À l’occasion d’Art Basel Paris, vingt artistes réinventent l’histoire du monde arabe dans une exposition où se mêlent poésie, science et fiction.
Sous le commissariat d’Arnaud Morand, l’exposition Orbis Tertius rassemble vingt artistes ayant participé au programme de résidences artistiques d’AlUla en Arabie Saoudite et explore les possibilités d’un monde recomposé, où mythes et futurs imaginaires dialoguent harmonieusement. Présenté à l’occasion d’Art Basel Paris, du 15 au 20 octobre 2024, l’événement tend à mettre l’accent sur la porosité entre deux mondes : celui de la création contemporaine et celui d’une région millénaire en perpétuel changement.
Inspiré des écrits de Jorge Luis Borges, le titre de l’exposition (Orbis Tertius) fait à lui seul écho à cette quête d’un monde fictif, concept ô combien foisonnant dont les artistes réunis ici (Gregory Chatonsky, Salomé Chatriot, Louis-Cyprien Rials ou encore Ittah Yoda, duo programmé lors de l’édition 2022 du Palais Augmenté) s’emparent avec curiosité afin de déployer leurs propres récits, où les mythes ancestraux rencontrent des projections futuristes. Dans cette région d’AlUla, au cœur d’une ville-oasis marquée par l’empreinte de civilisations préislamiques et un paysage désertique sculpté par le temps, chaque artiste semble en effet avoir été guidé par une même envie : explorer une version alternative du réel.
Un laboratoire d’expérimentations artistiques
À la fois site archéologique de renommée mondiale et territoire en plein développement, AlUla est un de ces lieux d’exception où se croisent archéologues, botanistes, anthropologues et, bien sûr, artistes. Ainsi, depuis 2021, la Commission Royale pour AlUla (RCU) et l’Agence Française pour le Développement d’AlUla (AFALULA) misent sur cette effervescence si particulière et organisent des résidences au cœur de la région. C’est là, dans ce cadre unique, que la création contemporaine s’est nourrit des traces laissées par le temps, ainsi que des multiples strates de l’histoire humaine enfouies sous la terre, pour donner naissance à des œuvres où l’art rencontre les sciences, où la mémoire des lieux se mêle à une vision tournée vers l’avenir.

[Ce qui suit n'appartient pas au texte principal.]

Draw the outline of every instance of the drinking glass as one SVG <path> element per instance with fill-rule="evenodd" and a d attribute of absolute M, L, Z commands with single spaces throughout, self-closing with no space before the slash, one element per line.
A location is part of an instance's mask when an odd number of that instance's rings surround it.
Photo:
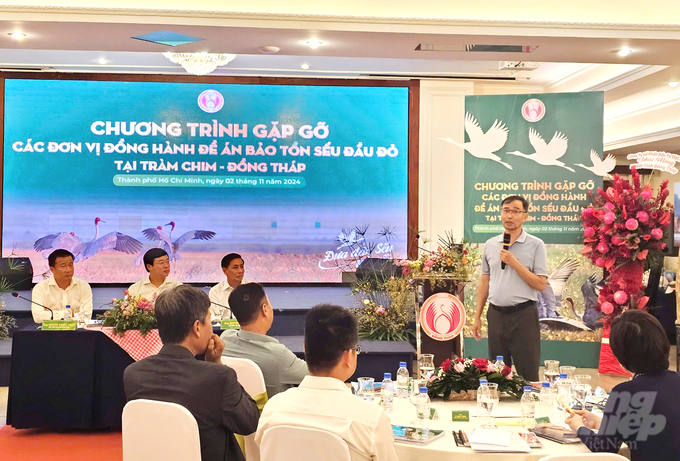
<path fill-rule="evenodd" d="M 491 422 L 491 415 L 493 414 L 493 409 L 498 405 L 500 400 L 500 393 L 498 392 L 498 384 L 489 383 L 486 386 L 482 386 L 481 395 L 479 396 L 479 405 L 484 418 L 484 424 L 482 424 L 483 429 L 496 429 L 498 426 Z"/>
<path fill-rule="evenodd" d="M 579 384 L 590 384 L 590 381 L 593 379 L 590 375 L 575 375 L 574 378 Z"/>
<path fill-rule="evenodd" d="M 357 396 L 362 399 L 372 402 L 375 396 L 375 380 L 373 378 L 359 378 L 359 389 L 357 390 Z"/>
<path fill-rule="evenodd" d="M 416 399 L 420 395 L 420 388 L 427 387 L 426 379 L 414 379 L 411 382 L 411 394 L 409 395 L 409 400 L 413 405 L 416 405 Z"/>
<path fill-rule="evenodd" d="M 550 387 L 555 385 L 555 380 L 560 376 L 559 360 L 546 360 L 543 370 L 543 381 L 550 383 Z"/>
<path fill-rule="evenodd" d="M 582 409 L 586 407 L 586 400 L 590 395 L 590 384 L 575 384 L 572 390 L 574 400 L 579 403 Z"/>
<path fill-rule="evenodd" d="M 574 380 L 565 378 L 557 382 L 557 408 L 564 410 L 565 405 L 571 407 L 572 389 L 574 388 Z"/>
<path fill-rule="evenodd" d="M 429 379 L 434 373 L 434 354 L 420 355 L 420 379 Z"/>
<path fill-rule="evenodd" d="M 574 380 L 575 376 L 574 374 L 576 373 L 576 367 L 570 367 L 570 366 L 563 366 L 560 367 L 560 373 L 566 373 L 567 379 Z"/>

« Les artistes décousent le monde tangible pour le transmettre sur un mode spéculatif, bousculant un rapport normatif et limitatif à la connaissance. », explique Arnaud Morand. Ainsi, chaque œuvre devient un fragment de récit, une porte ouverte sur un univers où la fiction revêt une valeur ontologique, invitant quiconque à redéfinir sa propre perception du réel. Quand Monira Al Qadiri ou M’Hammed Kilito réinterprètent les mythes préislamiques et les récits populaires qui ont traversé les siècles, Maitha Abdalla ou Talin Hazbar explorent la matérialité du paysage et les formes de vie qui en émergent.
Récits intemporels
Sculptures, vidéos, installations : les œuvres présentées à l’occasion d’Orbis Tertius sont le fruit de cette immersion dans un monde où le temps se plie, où les récits du passé se fondent dans les spéculations sur l’avenir. À travers cette multiplicité de regards, l’exposition offre une réflexion sur la manière dont les récits façonnent les territoires et les identités. Une fois encore, on sent là l’influence de Borges, l’impact de son réalisme magique. Arnaud Morand le revendique, et conclut en rappelant à quel point les artistes « construisent un tableau si rigoureusement cohérent de cette civilisation fabuleuse et de ce monde tiers, qu’il en devient troublant de vraisemblance. »
- Orbis Tertius, du 15.10 au 20.10, 5 rue Saint-Merri, Paris.